Den formalen Kern seiner Prosa macht die polyphone Sprache aus, weshalb Blut und Feuer angefüllt ist mit Hochsprache, Umgangssprache, Jargon, Schimpfwörtern, Auszügen aus Plakaten und Briefen, Reden und Pamphleten. Es gibt Sätze in diesem Buch, die einfach abbrechen oder wie unter Schlägen vor sich hinstolpern, andere treffen auf die Leser, als kämen sie direkt aus dem Lauf eines Gewehrs. Aus dem Glauben an eine bessere und damit gerechtere Welt entwickelt sich der nackte Terror, der nichts als Grausamkeit und Destruktion kennt. Man wird in das Geschehen ohne Exposition hineingezogen und von Szene zu Szene getrieben, ohne eine Hauptfigur als Helden begleiten zu können. Man irrt auf gewisse Weise durch das Geschehen.

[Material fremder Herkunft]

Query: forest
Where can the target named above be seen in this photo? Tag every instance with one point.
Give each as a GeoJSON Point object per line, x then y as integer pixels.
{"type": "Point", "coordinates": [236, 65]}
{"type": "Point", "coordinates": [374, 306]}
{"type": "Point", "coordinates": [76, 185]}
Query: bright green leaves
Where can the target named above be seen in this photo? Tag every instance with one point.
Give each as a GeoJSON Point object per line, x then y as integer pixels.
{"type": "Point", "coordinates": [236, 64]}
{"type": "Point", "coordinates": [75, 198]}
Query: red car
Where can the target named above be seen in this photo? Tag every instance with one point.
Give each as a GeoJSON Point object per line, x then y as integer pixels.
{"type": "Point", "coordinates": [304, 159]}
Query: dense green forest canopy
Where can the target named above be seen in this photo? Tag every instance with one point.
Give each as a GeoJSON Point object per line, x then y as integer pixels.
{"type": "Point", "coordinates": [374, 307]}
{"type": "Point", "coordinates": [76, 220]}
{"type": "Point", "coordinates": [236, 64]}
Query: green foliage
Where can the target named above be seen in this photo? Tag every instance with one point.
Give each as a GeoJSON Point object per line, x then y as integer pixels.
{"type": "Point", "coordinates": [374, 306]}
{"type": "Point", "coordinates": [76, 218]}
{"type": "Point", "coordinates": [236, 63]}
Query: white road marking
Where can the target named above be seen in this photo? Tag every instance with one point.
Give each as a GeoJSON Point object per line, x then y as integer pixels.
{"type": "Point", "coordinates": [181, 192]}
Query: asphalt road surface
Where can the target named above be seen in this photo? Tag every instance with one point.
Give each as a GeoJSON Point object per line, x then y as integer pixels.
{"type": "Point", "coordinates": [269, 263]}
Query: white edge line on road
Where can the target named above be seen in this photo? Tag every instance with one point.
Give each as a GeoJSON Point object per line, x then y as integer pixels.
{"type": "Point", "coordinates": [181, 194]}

Wesjoly zeigt auf unbarmherzige Weise, dass eine Revolution nicht ihre Kinder frisst: sie frisst einfach alles, was ihr in den Weg kommt. Der Originaltitel Russland in Blut gewaschen verweist auf einen Erneuerungsprozess, beschrieben als allein durch Gewalt und Blutvergießen betriebenen Reinigungsvorgang. Wesjoly war bereits Schriftsteller und Redakteur der Zeitung Roter Kosak, als er im Jahr 1919 in die Rote Garde eintrat.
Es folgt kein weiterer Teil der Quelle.